Fehler Anands im Mittelspiel
Anand hatte zwar mit Schwarz die sizilianische Verteidigung gewählt, doch konnte Carlsen mit der Rossolimo-Variante das Spiel in ruhigere Bahnen lenken. Einen Fehler seines Konkurrenten im Mittelspiel konnte der Norweger nicht ausnutzen, stand aber die gesamte Partie leicht besser als sein Konkurrent.
Jedoch verbot es die Schach-Etikette, dass Carlsen seinem um die letzte Chance kämpfenden Gegner ein Remis anbot. Mehrere Male hatte er die Möglichkeit ein Remis zu provozieren, doch seinem Naturell entsprechend spielte er auf Sieg. Am Ende standen nur noch die Könige auf dem Brett - Unentschieden.
"Es war heute ein Spiegelbild des gesamten Duells", sagte Anand: "Ich habe versucht zu spielen - und dann einen Fehler gemacht. Das hat sich durch mein gesamtes Spiel gezogen. Es tut mir leid für meine Fans."
Der Youngster spielt abgeklärter
Insgesamt verlief das WM-Duell wie von vielen Experten vorhergesagt - und befürchtet. Der deutlich favorisierte Herausforderer spielte bei seiner ersten Weltmeisterschaft ungemein konzentriert und abgeklärt. Die Fehler machte sein Gegner, dem womöglich der Druck in seiner Heimat zu schwer auf den Schultern lastete.

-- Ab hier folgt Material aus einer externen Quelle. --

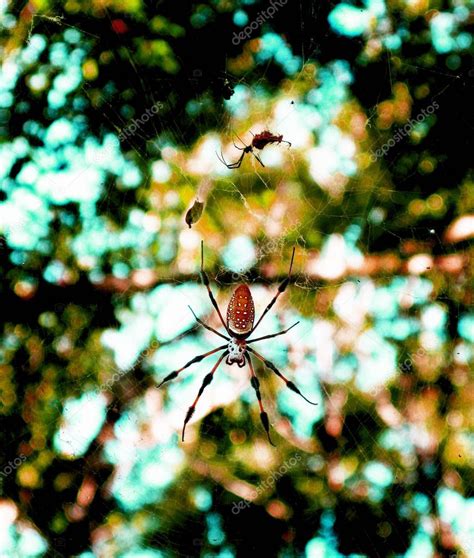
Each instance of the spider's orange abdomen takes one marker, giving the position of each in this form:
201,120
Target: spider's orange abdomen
241,311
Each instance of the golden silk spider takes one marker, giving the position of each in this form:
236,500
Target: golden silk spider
239,325
259,141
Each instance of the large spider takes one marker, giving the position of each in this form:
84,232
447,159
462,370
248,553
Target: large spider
259,141
239,326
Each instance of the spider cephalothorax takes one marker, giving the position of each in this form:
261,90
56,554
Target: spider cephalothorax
239,326
259,141
236,352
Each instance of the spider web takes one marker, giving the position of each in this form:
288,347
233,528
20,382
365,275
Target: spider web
302,292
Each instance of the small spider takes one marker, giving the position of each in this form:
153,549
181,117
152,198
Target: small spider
239,325
258,142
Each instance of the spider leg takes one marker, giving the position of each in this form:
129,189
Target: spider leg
235,165
256,386
205,280
240,139
221,158
273,368
207,380
258,158
280,290
272,334
207,326
198,358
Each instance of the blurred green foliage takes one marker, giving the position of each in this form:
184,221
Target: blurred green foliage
98,266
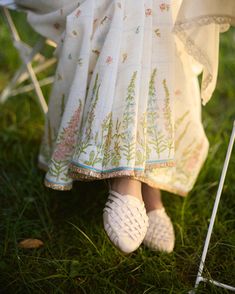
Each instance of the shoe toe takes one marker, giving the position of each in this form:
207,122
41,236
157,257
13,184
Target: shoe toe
160,234
127,245
125,222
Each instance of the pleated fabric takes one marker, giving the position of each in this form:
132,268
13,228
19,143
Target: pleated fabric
125,101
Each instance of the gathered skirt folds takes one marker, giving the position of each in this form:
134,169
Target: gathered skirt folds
126,99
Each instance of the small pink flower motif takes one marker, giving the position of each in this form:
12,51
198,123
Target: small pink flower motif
148,12
178,92
109,60
78,13
164,7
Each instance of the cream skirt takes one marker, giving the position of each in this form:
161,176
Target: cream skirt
126,99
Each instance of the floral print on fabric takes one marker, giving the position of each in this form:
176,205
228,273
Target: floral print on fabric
125,101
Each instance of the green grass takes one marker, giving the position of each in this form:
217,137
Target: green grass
77,256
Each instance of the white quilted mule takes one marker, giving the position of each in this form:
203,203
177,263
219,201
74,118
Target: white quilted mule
160,235
125,221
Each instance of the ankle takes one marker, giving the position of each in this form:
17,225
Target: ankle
151,197
127,186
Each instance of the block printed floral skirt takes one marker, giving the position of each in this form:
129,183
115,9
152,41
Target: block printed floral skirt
126,99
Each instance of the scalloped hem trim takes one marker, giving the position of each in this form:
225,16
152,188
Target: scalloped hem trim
83,174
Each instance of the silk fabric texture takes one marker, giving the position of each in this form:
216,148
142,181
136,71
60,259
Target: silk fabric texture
126,99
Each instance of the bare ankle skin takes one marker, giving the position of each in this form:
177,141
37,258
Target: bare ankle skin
151,197
124,186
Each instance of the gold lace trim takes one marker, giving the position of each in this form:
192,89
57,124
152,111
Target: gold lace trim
81,176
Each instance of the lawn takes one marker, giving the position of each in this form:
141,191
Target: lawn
77,257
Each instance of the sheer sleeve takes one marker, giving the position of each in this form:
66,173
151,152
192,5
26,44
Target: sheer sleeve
198,25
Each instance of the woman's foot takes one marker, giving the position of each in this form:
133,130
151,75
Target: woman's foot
124,216
160,233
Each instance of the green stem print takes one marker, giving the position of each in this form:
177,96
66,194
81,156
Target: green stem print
168,120
102,155
116,152
155,137
128,125
84,140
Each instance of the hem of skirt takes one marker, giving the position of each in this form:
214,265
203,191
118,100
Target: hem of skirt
83,175
57,186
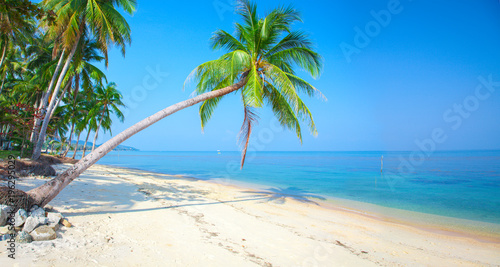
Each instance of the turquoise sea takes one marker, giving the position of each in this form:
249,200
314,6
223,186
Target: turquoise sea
460,184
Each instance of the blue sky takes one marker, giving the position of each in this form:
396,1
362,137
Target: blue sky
391,82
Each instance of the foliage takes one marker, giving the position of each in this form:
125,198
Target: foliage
265,51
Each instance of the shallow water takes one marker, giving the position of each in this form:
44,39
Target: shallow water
461,184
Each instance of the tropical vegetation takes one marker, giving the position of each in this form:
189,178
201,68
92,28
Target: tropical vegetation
260,65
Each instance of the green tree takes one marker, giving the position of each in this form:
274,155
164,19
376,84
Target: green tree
109,101
260,64
75,18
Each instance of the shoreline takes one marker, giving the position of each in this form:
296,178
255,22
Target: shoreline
490,232
131,216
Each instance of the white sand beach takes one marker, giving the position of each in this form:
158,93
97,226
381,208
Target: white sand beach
125,217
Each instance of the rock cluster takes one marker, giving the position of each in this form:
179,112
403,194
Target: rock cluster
36,225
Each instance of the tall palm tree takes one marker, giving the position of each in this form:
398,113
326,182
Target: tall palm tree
76,18
260,64
109,101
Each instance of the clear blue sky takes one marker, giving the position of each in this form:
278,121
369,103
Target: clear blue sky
392,91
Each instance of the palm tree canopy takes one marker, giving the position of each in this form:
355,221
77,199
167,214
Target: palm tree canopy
97,17
264,51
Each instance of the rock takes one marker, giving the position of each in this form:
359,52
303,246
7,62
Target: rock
20,217
4,214
66,223
39,212
6,230
33,222
43,233
34,207
23,237
5,237
54,217
54,226
40,169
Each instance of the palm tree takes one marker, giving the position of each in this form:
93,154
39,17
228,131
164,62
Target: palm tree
109,101
76,18
261,63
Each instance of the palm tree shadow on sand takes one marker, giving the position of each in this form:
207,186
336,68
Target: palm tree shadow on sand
280,195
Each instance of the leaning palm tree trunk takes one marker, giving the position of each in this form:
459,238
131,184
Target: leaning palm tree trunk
85,145
70,139
4,51
76,146
45,100
97,131
48,191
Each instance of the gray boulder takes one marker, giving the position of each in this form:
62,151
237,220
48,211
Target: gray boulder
39,212
54,217
20,217
33,222
4,214
43,233
23,237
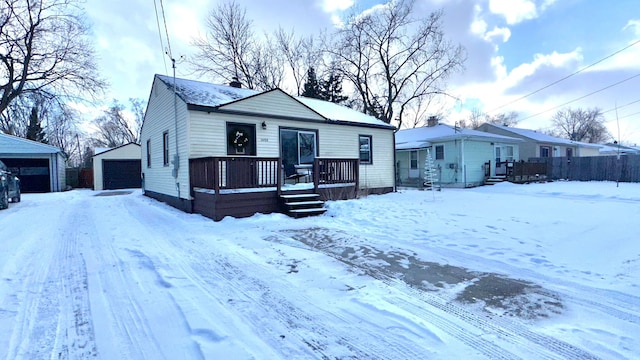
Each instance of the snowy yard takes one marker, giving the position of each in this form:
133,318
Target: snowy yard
504,272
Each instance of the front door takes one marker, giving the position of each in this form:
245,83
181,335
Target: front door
297,147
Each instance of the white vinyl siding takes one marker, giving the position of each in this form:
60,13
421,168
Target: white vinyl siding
208,136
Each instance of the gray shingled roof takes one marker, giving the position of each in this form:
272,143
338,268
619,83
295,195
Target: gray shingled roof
212,95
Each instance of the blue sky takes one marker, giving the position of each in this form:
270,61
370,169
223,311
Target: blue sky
514,48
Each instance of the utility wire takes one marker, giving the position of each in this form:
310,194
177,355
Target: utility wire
166,30
566,77
620,107
582,97
155,6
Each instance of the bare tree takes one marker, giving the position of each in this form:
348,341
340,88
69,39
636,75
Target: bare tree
117,126
300,55
63,132
581,125
393,59
45,50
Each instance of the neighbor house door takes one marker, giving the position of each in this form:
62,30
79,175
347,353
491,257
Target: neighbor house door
414,169
297,147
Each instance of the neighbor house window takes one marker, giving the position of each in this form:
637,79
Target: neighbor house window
148,153
365,149
241,139
165,148
414,159
545,151
439,152
508,153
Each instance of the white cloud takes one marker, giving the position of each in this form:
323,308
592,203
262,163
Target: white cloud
540,61
332,6
633,25
514,11
498,33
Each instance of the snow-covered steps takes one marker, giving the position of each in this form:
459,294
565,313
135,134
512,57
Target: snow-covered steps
300,205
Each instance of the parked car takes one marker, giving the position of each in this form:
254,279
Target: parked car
9,187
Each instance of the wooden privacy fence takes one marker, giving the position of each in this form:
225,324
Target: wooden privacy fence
593,168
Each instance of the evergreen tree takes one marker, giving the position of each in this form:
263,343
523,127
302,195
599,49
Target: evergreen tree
35,132
312,86
331,89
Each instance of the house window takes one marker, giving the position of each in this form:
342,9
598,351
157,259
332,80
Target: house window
165,148
148,153
365,149
508,153
414,159
439,152
241,139
545,151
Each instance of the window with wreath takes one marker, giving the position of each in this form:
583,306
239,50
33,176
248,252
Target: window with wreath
241,139
365,149
439,152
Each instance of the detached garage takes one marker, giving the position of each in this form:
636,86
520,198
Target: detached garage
117,168
40,167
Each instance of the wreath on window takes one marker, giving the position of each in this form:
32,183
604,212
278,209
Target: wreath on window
238,139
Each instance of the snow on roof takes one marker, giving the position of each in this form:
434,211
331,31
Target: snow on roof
409,138
206,94
542,137
211,95
10,144
100,150
338,112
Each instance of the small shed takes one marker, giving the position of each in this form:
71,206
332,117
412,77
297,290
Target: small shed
117,168
41,167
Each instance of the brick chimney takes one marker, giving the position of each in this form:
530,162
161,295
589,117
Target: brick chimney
235,83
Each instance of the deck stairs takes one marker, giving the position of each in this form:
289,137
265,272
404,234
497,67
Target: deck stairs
302,205
431,174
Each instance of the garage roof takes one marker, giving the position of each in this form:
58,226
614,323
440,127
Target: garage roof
10,144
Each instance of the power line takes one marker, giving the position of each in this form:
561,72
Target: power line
582,97
155,6
166,30
620,107
566,77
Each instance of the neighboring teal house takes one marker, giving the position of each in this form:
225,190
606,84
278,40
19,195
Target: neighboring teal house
537,144
462,157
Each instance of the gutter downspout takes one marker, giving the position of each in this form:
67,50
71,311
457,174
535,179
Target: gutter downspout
176,157
464,166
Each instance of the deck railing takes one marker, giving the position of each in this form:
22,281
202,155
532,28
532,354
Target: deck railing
234,172
226,173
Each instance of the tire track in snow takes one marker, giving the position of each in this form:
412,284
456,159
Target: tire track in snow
54,319
135,306
277,317
504,329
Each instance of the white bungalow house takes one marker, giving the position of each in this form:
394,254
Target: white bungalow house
540,145
226,151
462,157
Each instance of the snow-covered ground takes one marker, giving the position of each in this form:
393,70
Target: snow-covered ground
509,271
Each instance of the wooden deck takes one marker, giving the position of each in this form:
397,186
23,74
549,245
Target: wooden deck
244,186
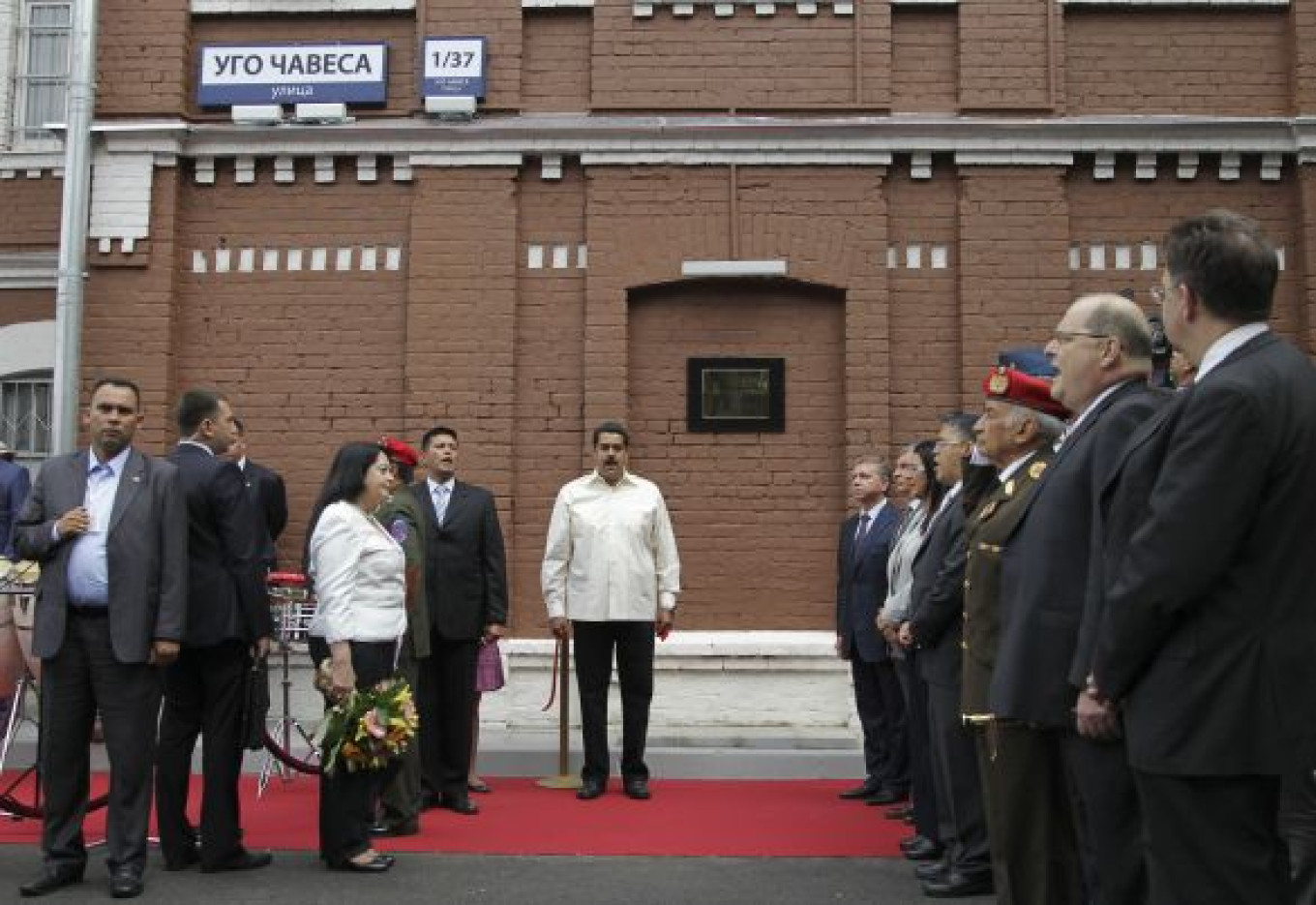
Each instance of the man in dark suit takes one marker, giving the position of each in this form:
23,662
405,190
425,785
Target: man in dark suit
15,484
1034,860
227,623
861,586
936,627
1052,586
466,597
267,492
1210,627
404,519
109,530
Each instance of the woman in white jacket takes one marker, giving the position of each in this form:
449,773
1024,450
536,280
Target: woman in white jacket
357,570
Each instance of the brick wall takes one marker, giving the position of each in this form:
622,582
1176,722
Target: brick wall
754,513
1007,55
1188,62
555,70
549,433
924,65
748,62
310,358
399,32
143,58
30,212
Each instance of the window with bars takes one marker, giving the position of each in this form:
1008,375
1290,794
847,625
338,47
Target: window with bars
41,76
25,413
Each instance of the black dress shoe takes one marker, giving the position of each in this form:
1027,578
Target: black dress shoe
460,805
399,829
931,871
589,788
865,791
376,864
247,860
957,886
887,798
923,850
125,883
51,879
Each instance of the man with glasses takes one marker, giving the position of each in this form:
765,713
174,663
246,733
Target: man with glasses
1052,590
1210,627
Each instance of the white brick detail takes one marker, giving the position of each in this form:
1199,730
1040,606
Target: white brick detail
121,195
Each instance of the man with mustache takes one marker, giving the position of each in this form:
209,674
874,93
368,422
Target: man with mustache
611,578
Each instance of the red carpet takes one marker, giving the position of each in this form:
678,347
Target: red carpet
684,817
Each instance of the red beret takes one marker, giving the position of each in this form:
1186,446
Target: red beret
1011,385
399,451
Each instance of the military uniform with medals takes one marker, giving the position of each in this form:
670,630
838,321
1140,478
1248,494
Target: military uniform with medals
1034,857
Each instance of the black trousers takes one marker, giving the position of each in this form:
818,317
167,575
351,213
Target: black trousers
347,799
1033,845
1213,839
1107,817
961,813
1298,827
882,715
74,683
204,693
446,697
921,788
633,642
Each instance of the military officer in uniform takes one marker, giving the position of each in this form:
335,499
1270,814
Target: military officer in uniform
1034,861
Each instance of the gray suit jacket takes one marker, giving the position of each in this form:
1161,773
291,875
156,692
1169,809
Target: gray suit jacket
146,553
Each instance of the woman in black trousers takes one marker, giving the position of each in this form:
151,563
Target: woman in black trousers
357,570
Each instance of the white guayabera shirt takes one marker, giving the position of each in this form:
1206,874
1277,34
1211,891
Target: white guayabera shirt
611,554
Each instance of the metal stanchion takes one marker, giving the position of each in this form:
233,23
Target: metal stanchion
562,680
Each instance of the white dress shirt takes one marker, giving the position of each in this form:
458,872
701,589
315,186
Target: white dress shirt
359,578
611,553
1225,347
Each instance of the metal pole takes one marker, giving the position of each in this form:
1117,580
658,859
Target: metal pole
73,226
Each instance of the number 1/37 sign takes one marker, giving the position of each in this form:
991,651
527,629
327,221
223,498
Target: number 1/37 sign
453,67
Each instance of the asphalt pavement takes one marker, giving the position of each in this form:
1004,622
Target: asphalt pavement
299,879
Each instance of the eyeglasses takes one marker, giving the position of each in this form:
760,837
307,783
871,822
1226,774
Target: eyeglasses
1063,337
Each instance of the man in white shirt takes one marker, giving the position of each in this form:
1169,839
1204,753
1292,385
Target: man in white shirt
611,578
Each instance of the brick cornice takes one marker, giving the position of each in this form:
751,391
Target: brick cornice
702,138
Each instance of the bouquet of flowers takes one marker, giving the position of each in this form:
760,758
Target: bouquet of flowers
368,729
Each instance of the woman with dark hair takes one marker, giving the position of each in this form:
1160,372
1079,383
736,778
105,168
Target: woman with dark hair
358,572
913,478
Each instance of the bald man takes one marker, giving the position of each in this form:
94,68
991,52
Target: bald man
1052,588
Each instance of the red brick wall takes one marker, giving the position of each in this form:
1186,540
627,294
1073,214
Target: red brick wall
25,307
754,513
143,58
549,374
555,70
1125,209
1013,272
924,65
1180,61
1007,55
310,359
30,209
925,330
746,62
399,32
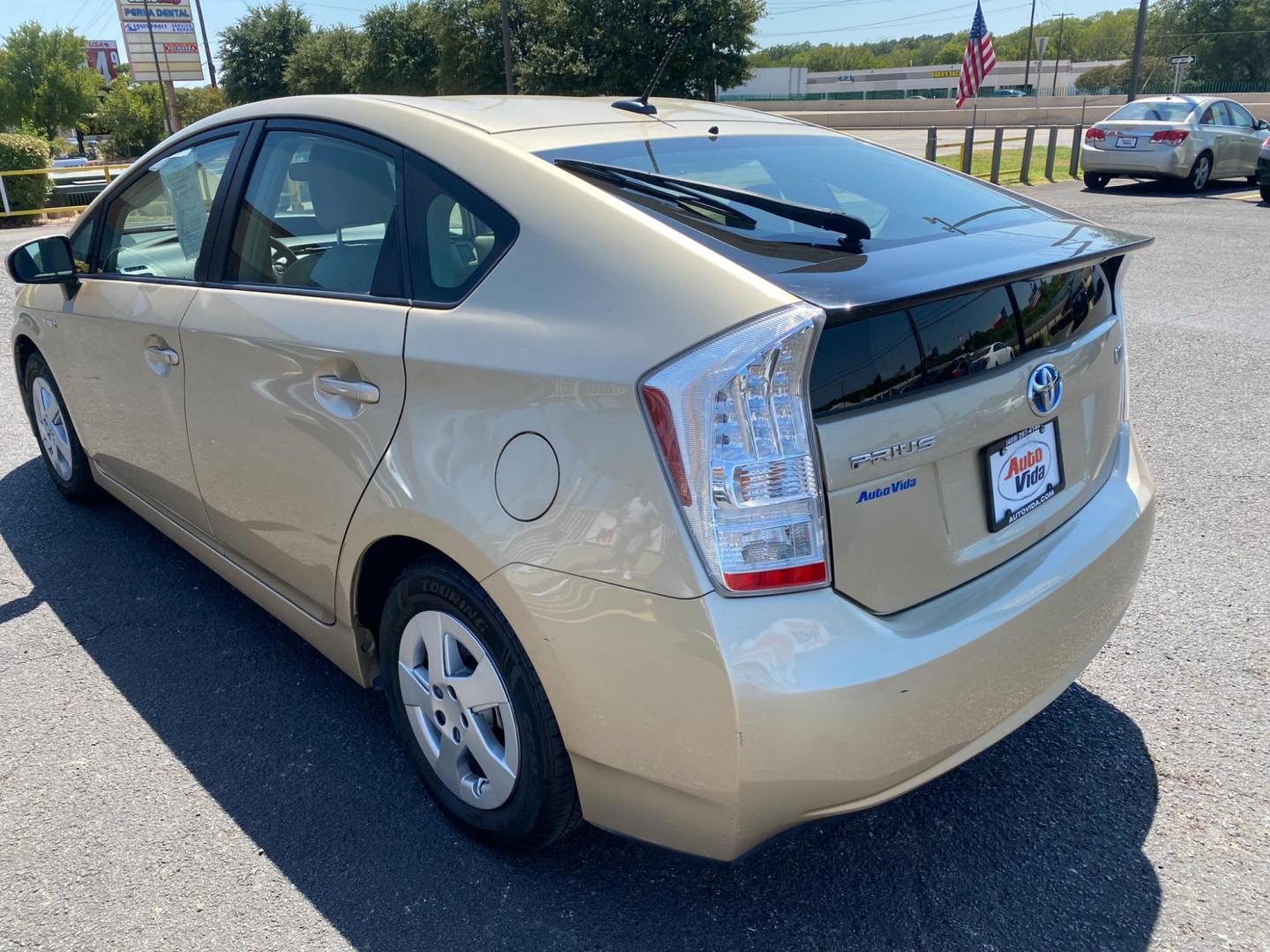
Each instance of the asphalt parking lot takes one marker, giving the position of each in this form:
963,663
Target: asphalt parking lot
181,772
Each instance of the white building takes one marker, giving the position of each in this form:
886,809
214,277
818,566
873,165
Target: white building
900,81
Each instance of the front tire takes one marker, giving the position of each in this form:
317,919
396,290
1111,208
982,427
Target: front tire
55,432
470,711
1200,175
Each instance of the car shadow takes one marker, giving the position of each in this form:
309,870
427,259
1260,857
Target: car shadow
1035,843
1154,188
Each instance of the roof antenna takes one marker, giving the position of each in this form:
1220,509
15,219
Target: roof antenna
641,106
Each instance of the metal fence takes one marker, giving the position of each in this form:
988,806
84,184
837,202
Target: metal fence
1042,92
969,141
72,188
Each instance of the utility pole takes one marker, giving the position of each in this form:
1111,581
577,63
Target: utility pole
507,45
202,26
1136,70
1058,52
169,101
1027,55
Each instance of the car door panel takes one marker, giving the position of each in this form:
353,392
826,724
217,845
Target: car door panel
295,378
280,462
129,401
124,375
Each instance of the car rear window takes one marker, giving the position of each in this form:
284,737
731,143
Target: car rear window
1154,111
900,352
900,199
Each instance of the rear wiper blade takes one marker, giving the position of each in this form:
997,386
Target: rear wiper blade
687,201
851,228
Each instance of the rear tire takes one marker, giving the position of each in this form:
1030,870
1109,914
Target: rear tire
1200,175
55,433
528,799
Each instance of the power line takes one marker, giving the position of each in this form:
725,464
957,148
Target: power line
898,19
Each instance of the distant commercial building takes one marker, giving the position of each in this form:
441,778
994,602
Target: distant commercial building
898,81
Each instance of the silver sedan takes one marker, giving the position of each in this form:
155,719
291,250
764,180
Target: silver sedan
1188,138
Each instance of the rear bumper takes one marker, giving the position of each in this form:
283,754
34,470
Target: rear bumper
709,725
1157,163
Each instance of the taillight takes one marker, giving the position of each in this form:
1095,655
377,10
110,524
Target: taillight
733,426
1169,138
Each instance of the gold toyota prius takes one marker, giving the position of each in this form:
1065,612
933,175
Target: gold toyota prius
646,456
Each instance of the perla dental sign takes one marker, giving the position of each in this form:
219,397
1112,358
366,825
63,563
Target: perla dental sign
163,13
897,487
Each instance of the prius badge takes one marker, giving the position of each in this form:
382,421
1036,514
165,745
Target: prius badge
1044,390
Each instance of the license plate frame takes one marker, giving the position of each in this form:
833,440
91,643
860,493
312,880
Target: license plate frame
1006,508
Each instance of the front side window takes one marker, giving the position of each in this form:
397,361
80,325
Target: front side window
319,213
1240,115
155,227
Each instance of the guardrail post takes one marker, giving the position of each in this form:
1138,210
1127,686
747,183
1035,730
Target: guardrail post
997,135
1050,152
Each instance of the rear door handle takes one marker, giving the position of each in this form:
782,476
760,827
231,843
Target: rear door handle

Trotz des einseitigen Verlaufs war die WM vermutlich der Titelkampf mit dem größten Zuschauerinteresse in der Geschichte des Schachs. Nach Angaben des Weltverbandes FIDE verfolgten weltweit täglich zwischen 100 und 200 Millionen Menschen die Partien live im Fernsehen. Hinzu kamen noch eine ähnliche große Zahl, die per Internet die Duelle verfolgten. Das "Duell der Generationen" faszinierte vor allem durch den Gegensatz der beiden Kontrahenten auch Menschen, die ansonsten wenig mit Schach anfangen konnten.
In Norwegen ein Star
In Norwegen ist der neue Weltmeister schon jetzt ein Star. Und liegt in der Popularität schon unter den Top 3 der Sportstars. Der Verkauf von Schachbrettern soll um das Dreifache gestiegen sein. Vor allem fasziniert Carlson dadurch, dass er so gar nicht in die Schublade des "normalen" Schachspielers passen will.
Der durchtrainierte Norweger treibt eine Menge Sport und modelte für eine Modemarke. Das Time-Magazine wählte ihn unter die 100 einflussreichsten Persönlichkeiten der Welt, für das Magazin Cosmopolitan gehört er unter die 100 attraktivsten Männer der Welt. Manche Kommentatoren sprachen sogar schon vom "Carlsen-Effekt", der der Schach-Welt nun bevorstehe.